E entom chamou dom Ramiro e disselhe:

– Dom Ramiro, vos sodes meu enteado e, segundo razon, mais me deverades buscar dampno que prol. E, por a vossa bondade, me livrastes de morte. E por esto vos tomo por filho e vos herdo pera todo sempre ẽno reyno d’Aragon, vos e todollos que de vos veherem, e outrossi das mynhas arras; e esto meesmo vos farya de Navarra, se meu fosse.

Entõ o tomou e meteo per hũa manga da pelle e sacouho pella outra, segundo era custume daquelle tempo de tomar os filhos adoctivos. E, vẽedo el rey ẽ como a raynha era sanhuda de seus filhos, rogouha que lhes perdoasse aquelle erro que lhe fezeron. E ella, veendo como a el rogava, 249 ouvelhes de perdoar, pero cõ tal preito e condiçon que dom Garcia, seu filho, nõ herdasse em Castella.

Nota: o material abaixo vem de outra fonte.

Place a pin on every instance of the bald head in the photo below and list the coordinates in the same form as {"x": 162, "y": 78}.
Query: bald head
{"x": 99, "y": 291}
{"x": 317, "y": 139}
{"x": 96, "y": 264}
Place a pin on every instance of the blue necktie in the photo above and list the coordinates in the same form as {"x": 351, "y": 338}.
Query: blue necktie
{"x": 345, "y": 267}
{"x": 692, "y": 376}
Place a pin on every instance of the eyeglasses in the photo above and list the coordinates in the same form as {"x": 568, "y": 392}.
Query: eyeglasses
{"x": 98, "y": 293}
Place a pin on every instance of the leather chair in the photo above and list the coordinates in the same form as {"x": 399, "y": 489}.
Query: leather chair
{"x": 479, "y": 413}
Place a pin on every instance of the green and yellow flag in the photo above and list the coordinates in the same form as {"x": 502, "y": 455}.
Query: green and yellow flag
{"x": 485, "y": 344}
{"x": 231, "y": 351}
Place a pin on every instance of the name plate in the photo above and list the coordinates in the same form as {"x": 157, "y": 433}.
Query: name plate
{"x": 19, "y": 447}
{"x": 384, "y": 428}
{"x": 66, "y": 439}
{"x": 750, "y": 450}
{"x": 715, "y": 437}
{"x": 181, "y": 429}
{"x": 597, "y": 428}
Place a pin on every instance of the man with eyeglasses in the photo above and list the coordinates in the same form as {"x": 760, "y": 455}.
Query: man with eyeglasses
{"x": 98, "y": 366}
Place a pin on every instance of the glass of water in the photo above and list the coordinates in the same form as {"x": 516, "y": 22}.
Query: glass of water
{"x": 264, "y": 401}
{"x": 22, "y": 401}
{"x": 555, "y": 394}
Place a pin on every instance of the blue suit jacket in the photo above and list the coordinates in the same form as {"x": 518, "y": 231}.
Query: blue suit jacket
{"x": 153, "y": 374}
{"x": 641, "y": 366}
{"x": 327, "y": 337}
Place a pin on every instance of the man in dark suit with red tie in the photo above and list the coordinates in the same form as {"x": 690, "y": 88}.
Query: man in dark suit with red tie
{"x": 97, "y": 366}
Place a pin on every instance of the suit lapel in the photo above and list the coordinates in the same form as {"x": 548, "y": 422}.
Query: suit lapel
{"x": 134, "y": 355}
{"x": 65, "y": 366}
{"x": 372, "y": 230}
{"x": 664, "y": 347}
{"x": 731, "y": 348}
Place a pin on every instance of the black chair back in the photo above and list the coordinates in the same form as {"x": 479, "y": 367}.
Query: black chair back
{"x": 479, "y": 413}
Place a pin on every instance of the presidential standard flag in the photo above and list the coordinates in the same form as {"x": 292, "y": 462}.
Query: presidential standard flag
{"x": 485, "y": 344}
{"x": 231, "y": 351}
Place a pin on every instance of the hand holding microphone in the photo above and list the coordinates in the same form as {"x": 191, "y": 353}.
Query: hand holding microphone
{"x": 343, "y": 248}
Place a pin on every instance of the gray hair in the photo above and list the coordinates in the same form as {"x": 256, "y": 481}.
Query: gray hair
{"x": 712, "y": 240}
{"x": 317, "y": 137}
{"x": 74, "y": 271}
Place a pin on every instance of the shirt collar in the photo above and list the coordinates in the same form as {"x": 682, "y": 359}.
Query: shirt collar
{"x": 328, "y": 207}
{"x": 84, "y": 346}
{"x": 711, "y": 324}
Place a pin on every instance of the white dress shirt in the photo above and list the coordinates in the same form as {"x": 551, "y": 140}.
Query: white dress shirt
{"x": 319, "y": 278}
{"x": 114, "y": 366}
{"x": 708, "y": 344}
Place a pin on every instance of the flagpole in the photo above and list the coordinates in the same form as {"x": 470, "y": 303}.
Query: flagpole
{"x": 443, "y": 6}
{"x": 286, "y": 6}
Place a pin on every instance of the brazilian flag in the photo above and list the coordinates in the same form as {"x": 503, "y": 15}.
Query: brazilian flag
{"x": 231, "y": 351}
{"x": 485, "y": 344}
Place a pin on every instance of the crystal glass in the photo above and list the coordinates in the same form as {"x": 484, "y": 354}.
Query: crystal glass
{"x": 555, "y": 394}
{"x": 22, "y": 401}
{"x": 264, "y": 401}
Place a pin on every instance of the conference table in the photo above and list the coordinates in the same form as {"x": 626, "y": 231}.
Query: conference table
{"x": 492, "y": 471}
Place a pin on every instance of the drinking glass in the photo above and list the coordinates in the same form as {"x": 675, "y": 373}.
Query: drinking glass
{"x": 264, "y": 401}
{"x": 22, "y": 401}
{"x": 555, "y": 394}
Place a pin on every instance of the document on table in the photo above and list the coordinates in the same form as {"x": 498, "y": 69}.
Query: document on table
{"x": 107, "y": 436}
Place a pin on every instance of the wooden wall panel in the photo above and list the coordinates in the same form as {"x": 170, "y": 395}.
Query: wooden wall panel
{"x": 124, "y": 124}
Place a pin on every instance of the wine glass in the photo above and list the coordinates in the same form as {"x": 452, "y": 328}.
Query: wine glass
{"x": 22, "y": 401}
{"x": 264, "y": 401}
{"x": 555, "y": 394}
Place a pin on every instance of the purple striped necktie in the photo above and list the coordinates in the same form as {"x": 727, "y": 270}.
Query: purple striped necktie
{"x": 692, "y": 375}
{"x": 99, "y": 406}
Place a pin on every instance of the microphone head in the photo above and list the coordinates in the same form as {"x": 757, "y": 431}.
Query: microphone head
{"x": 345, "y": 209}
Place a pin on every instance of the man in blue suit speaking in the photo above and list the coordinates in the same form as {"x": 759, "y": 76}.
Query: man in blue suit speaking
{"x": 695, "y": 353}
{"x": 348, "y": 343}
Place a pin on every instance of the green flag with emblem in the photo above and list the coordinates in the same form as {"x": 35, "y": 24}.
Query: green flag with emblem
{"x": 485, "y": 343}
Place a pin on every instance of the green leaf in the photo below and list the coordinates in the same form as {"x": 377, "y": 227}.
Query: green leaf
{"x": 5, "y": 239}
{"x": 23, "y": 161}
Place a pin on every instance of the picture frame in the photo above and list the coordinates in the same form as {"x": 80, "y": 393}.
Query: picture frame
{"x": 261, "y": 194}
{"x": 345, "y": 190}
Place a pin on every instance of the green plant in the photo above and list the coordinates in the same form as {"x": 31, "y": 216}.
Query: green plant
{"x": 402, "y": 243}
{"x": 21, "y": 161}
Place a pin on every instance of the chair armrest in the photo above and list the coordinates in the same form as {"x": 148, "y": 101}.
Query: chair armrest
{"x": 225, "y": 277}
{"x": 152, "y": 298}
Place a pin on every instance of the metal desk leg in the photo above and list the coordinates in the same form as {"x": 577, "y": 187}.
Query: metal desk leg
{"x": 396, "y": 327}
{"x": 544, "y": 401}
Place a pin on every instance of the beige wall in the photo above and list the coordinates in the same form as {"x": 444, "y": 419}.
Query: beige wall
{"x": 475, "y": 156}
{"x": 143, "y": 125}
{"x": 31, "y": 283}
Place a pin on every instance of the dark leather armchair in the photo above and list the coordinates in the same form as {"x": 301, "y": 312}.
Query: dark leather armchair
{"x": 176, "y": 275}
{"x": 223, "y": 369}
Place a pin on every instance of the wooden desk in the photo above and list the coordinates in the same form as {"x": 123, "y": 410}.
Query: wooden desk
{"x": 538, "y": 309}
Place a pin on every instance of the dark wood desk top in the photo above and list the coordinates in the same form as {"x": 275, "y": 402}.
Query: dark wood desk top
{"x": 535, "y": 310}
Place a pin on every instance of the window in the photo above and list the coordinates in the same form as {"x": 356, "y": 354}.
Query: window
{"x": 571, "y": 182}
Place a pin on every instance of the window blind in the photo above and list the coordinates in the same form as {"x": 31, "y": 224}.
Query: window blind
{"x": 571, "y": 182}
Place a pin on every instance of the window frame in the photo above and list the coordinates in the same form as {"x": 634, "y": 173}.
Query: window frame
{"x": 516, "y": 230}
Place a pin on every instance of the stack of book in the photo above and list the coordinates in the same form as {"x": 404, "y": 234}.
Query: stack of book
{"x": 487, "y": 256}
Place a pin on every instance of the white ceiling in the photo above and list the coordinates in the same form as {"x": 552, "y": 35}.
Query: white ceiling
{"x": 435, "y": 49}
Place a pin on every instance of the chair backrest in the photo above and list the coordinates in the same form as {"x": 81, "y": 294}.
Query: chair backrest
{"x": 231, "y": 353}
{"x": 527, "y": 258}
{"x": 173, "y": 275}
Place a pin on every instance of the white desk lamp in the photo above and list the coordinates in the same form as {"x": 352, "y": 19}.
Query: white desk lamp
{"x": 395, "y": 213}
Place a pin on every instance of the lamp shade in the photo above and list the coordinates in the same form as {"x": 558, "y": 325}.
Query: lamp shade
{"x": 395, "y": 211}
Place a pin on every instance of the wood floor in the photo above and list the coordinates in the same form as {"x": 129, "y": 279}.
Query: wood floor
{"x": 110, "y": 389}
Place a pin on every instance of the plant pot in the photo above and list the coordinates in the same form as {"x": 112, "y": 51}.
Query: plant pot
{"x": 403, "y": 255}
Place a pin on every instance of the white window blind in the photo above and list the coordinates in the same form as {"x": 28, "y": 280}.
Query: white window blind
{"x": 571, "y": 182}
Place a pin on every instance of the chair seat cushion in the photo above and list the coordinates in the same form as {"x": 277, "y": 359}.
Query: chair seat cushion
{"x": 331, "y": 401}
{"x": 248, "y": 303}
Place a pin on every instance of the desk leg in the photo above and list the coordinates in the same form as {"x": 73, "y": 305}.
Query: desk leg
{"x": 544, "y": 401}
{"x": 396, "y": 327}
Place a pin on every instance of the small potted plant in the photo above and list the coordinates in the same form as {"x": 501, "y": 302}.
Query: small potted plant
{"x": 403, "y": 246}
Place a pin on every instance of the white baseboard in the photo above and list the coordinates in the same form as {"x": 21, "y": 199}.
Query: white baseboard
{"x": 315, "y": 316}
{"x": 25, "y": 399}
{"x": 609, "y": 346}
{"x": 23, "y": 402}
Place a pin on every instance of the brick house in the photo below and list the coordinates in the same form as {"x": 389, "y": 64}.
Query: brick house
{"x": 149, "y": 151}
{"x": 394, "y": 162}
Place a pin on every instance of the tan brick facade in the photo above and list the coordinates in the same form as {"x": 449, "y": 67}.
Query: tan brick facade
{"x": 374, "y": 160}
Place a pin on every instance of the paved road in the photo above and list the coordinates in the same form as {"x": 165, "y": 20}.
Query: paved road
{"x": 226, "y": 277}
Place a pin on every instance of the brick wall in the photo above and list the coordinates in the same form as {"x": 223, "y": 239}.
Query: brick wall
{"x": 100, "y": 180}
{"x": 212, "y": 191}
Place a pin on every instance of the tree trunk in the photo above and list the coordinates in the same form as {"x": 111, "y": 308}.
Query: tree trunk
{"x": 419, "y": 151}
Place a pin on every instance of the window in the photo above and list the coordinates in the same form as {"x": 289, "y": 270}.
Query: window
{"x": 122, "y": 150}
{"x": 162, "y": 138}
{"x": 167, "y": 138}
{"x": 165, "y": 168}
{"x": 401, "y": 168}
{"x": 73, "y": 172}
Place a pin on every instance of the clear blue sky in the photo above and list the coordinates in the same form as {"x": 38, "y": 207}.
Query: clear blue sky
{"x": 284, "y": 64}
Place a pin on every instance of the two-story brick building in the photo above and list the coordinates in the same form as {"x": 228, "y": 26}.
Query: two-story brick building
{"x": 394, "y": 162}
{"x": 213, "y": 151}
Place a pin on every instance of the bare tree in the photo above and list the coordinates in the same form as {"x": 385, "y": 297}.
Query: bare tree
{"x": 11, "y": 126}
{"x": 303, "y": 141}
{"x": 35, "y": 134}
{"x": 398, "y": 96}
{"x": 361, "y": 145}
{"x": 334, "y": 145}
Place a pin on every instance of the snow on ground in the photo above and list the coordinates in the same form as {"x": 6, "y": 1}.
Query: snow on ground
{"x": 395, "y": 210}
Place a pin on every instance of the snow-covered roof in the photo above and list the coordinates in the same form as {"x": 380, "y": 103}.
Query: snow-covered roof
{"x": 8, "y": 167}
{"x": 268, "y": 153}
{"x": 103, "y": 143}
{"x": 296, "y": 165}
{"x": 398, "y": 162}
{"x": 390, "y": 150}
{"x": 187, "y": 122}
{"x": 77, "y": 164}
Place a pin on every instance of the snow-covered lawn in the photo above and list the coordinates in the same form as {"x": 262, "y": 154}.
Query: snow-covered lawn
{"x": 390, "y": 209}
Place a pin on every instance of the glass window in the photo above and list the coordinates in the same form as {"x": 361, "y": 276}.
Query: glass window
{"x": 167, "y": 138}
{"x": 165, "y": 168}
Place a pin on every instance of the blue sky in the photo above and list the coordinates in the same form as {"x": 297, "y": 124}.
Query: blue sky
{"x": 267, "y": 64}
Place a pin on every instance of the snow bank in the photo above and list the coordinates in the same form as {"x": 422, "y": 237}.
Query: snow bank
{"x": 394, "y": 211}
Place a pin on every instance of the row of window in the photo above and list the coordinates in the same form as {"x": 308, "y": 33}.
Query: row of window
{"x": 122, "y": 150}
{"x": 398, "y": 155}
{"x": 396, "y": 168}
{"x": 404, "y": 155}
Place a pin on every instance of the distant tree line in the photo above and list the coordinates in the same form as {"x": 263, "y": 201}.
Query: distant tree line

E assi aconteceu despois, que quando el rey dom Sancho partio aos filhos, teve por bem de dar a dõ Garcia, que era o filho mayor, o reyno de Navarra con o ducado de Cantabrya, e a dõ Fernãdo, o de Castela, e a dõ Ramyro, o reyno d’Aragõ. / [175b] E este partimẽto fez el rey despois per consselho e mandado da raynha, que nõ quis que os reynos fossem partidos em outra guysa.

E, em aquelle tempo, era Aragom muy pequena terra. Mas os reis o foron despois acrecentando do que tomaron aos mouros. E, por que este dom Ramyro foy o primeiro rey d’Aragon, porẽ leixaremos agora de fallar delle, ca despois tornaremos a elle e o seu linhagẽ, e tornaremos a seu padre el rey dom Sancho de Navarra.